St. Thomas called art “reason in making.” This is a very cold and very beautiful definition, and if it is unpopular today, this is because reason has lost ground among us. As grace and nature have been separated, so imagination and reason have been separated, and this always means an end to art. The artist uses his reason to discover an answering reason in everything he sees. For him, to be reasonable is to find, in the object, in the situation, in the sequence, the spirit which makes it itself. This is not an easy or simple thing to do. It is to intrude upon the timeless, and that is only done by the violence of a single-minded respect for the truth.
I wonder what Flannery means by “reason” when she says that “reason has lost ground among us.” She must mean more than narrow rationalism or intellectualism, which seem to be gaining rather than losing.
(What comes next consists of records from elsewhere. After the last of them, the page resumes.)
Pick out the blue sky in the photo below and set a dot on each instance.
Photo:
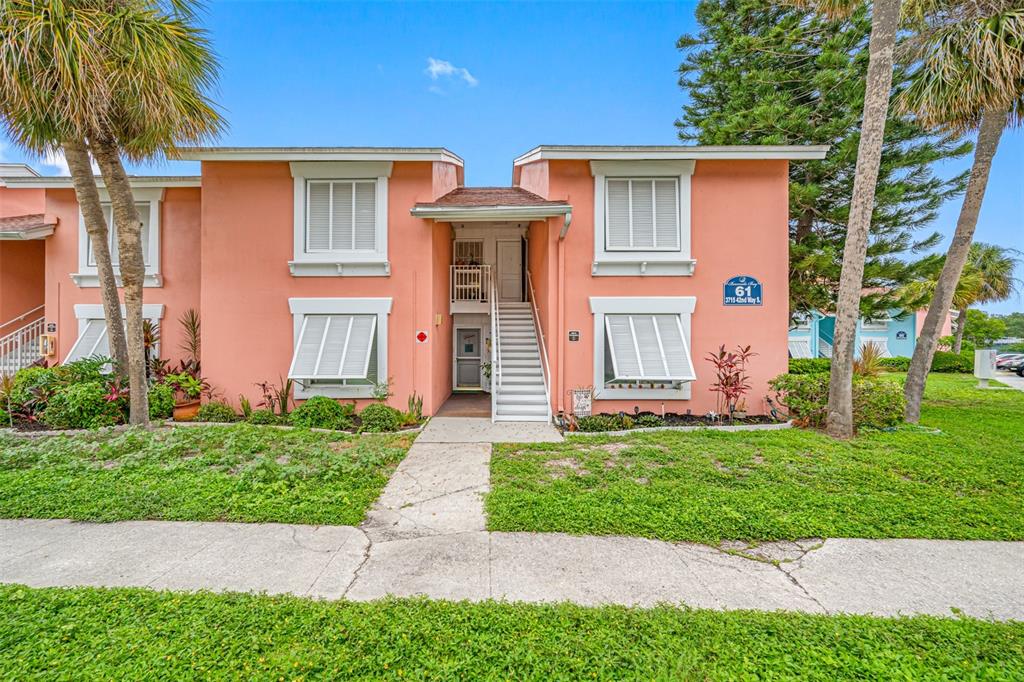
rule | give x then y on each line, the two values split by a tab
486	80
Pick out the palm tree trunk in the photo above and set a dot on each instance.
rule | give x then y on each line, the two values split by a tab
885	16
95	225
961	325
992	123
129	228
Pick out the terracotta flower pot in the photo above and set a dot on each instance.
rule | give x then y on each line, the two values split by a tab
186	412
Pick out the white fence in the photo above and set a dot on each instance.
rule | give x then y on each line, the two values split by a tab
470	284
20	347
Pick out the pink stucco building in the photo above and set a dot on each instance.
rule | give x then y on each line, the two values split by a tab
600	267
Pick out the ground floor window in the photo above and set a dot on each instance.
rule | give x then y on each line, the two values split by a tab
642	347
92	338
340	345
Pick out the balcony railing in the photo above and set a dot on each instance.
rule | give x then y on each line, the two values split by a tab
470	284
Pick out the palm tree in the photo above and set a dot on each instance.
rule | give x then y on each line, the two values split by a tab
132	83
969	75
48	66
881	47
991	268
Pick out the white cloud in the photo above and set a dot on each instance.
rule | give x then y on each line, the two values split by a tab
57	161
438	69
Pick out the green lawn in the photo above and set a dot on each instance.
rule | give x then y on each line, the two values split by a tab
210	473
966	481
140	635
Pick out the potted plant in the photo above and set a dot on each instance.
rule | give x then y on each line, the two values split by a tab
187	391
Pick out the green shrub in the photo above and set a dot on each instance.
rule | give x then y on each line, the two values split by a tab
877	402
378	417
84	371
264	417
161	401
947	363
649	421
81	406
31	388
216	412
895	364
323	413
605	423
809	365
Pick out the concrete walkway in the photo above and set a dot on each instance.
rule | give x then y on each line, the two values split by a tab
425	536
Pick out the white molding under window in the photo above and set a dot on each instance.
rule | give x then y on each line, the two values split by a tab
88	276
300	307
339	261
631	261
604	305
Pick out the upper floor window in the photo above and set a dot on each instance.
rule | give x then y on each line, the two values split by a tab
642	217
147	203
341	215
642	214
340	218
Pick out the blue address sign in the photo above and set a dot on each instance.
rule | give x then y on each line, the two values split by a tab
741	290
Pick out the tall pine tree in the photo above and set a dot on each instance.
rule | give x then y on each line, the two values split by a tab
761	73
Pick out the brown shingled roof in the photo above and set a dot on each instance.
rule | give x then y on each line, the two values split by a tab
20	223
483	197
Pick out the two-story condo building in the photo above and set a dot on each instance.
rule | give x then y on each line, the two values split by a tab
601	267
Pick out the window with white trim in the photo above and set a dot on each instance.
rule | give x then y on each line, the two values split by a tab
642	214
642	217
93	341
800	347
877	325
336	349
340	345
642	347
340	218
147	205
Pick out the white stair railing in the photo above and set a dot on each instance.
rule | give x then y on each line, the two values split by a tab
20	348
544	349
496	353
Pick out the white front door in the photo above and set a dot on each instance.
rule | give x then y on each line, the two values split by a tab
509	270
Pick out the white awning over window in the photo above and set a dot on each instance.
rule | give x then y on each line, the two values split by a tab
800	347
334	347
648	347
92	341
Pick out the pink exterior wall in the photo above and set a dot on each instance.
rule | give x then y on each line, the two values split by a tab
22	278
738	226
247	243
179	264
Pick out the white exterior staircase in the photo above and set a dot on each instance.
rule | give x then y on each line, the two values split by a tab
520	394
I suspect she means something along the lines of the (metaphysical) glue that holds all that exists in its divinely ordained order: reason, in that understanding, is the Word and Wisdom of God which makes cosmos (rather than chaos). That has certainly lost ground. We live in chaos.
By this definition, it makes sense that the artist’s reason can discover “an answering reason in everything he sees.” That makes sense because the classic catholic vision is that everything coheres in God. A deep likeness makes all things kin, despite appearances.
Finding in things “the spirit which makes it itself” comes at a cost. The cost is self-emptying– what Flannery is alluding to when she mentions the artist’s “single-minded respect for the truth.” That single-mindedness of the artist is the turning away from ego-satisfaction, and the turning toward contemplation: away from self-absorption, toward absorption in the sensible world. Or, as Flannery says in another place, there’s nothing not worthy of the writer’s stare.